The new edition, the DSM-5, is not scheduled to be published until May 2013, but the proposed changes, which are sweeping, reflect the current expert consensus informed by these advances. While you might think that the APA writes its bible in a high-security bunker, in fact the proposed draft revisions have been available online for public comment since February 2010, and substantial revisions of the revisions have already been incorporated as a result. These draft diagnoses are now being “tested in the field”—in both large trials at universities and by individual clinicians.

The revisions under debate for substance addictions (alcoholism and drugs) are, predictably, already sparking controversy. The most fundamental change in the new edition will likely be the combination of the two distinct diagnoses of “substance abuse” and “substance dependence” into the single all-purpose label “substance use disorder."

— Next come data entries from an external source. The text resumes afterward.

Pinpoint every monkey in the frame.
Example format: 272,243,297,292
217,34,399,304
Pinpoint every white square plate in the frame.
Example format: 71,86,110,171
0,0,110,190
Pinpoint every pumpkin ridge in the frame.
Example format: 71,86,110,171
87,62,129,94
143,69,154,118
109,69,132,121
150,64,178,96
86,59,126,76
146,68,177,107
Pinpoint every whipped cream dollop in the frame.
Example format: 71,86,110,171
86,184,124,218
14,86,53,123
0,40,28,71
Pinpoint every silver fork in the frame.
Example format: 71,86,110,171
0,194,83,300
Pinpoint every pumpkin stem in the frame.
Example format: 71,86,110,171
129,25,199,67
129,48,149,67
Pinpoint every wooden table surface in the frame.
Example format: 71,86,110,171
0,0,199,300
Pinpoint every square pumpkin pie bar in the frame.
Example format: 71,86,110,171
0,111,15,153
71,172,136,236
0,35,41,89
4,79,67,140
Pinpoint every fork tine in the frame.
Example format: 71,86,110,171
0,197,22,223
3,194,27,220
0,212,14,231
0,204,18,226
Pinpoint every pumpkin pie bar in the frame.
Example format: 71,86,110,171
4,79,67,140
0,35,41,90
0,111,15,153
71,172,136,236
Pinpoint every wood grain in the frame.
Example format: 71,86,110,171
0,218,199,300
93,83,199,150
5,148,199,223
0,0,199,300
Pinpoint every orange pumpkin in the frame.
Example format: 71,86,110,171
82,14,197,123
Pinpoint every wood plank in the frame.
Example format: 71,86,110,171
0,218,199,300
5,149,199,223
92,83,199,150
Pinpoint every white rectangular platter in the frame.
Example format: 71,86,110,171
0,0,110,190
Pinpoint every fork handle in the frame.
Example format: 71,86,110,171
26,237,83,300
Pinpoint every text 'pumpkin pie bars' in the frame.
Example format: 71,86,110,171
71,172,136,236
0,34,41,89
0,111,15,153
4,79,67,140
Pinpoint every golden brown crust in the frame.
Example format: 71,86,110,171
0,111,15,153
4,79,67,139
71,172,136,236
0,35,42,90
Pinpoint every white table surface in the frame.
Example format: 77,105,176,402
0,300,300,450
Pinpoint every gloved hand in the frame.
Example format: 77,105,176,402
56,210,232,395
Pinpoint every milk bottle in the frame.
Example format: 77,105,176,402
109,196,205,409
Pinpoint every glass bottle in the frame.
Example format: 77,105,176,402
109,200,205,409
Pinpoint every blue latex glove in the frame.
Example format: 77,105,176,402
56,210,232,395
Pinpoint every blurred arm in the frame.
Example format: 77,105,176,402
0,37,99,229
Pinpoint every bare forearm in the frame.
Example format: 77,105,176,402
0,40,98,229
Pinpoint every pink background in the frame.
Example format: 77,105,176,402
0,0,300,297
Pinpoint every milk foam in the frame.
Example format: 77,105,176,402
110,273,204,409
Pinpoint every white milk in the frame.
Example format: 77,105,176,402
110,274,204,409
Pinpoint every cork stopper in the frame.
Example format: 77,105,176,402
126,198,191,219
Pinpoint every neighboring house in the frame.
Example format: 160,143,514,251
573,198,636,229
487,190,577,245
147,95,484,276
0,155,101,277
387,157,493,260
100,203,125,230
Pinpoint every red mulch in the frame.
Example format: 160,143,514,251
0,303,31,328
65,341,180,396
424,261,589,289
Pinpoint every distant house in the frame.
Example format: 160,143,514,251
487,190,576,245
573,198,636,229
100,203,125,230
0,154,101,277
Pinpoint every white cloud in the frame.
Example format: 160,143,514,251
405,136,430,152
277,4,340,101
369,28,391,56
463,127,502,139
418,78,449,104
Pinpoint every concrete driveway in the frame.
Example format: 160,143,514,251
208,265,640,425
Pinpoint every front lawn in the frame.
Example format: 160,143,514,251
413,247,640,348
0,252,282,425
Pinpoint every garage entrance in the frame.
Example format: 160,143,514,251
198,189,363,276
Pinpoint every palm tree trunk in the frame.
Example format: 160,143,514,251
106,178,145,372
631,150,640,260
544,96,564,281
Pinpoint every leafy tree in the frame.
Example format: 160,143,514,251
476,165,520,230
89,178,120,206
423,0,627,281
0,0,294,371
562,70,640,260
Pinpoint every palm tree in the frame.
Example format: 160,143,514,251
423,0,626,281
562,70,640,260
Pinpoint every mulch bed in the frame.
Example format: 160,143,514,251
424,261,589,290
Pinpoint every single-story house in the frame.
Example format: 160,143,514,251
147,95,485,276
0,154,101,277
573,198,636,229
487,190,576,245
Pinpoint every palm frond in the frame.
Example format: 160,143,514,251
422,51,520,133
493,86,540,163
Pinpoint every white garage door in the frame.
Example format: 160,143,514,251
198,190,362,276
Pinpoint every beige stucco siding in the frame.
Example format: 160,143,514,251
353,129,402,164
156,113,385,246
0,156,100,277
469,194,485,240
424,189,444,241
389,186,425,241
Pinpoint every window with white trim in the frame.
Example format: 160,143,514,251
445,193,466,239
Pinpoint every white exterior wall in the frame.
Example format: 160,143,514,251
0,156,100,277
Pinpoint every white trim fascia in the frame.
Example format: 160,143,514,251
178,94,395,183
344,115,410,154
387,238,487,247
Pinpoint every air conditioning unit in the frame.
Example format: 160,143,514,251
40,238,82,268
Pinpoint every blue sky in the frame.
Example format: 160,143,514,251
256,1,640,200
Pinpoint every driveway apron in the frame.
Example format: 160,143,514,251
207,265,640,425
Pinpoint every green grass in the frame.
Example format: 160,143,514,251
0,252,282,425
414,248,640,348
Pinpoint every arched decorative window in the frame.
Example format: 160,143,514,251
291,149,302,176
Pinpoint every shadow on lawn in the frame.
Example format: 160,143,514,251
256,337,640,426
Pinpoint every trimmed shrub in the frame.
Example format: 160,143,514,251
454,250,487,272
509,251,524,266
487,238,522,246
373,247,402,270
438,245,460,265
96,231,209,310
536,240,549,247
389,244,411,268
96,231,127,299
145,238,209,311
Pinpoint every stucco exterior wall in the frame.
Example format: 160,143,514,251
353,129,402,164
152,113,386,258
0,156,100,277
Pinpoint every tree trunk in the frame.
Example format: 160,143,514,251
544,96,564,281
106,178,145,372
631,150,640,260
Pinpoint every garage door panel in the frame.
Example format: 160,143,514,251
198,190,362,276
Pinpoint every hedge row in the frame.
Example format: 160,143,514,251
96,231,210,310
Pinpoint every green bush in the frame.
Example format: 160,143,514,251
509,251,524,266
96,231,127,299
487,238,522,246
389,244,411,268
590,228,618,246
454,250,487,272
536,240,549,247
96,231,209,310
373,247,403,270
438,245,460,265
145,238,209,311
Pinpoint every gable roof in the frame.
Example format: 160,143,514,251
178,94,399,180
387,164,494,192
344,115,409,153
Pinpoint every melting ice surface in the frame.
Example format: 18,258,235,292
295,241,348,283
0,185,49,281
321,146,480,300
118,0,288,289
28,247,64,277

Underscoring this controversy, in an attempt to pre-empt the DSM-V and reframe how the public understands addiction, last week the American Society of Addiction Medicine (ASAM) released its own definition—a more radical revision because it defines the disease almost entirely as a neurological dysfunction—a brain disorder.

“Abuse” and “Dependence” vs. “Addiction”

The DSM-5 will—after a review process already in its closing stages—do away with the long-established distinction between “abuse” and “dependence.” In the DSM-IV, abuse was the harmful or excessive use of a substance, dependence the habitual harmful use of a substance. All addicts were understood to move from abuse to dependence, although not all abusers became dependent (or addicted), so the two conditions were different problems with different diagnostic criteria that demanded a different treatment. Starting with the release of the DSM-5, abuse and dependence will be collapsed into a single diagnosis—“substance use disorder”—specified by 11 “criteria.” You will have to meet only two of these 11 criteria to merit a “moderate” diagnosis—a relatively low threshold that has raised the hackles of some addiction specialists. In the DSM-IV, patients had to meet three criteria out of seven to qualify for a diagnosis of “dependence.”

If this is likely to be the most controversial revision, the one that has so far garnered the most headlines is the introduction of the word addiction itself to describe these disorders. As baffling as it may seem, the word was effectively banned from previous version of the mental-health bible. So for the first time, the DSM-5 will feature a section titled “Addiction and Related Disorders,” which will include “substance-use disorders”—for example, “alcohol-use disorder” and “cannabis-use disorder.”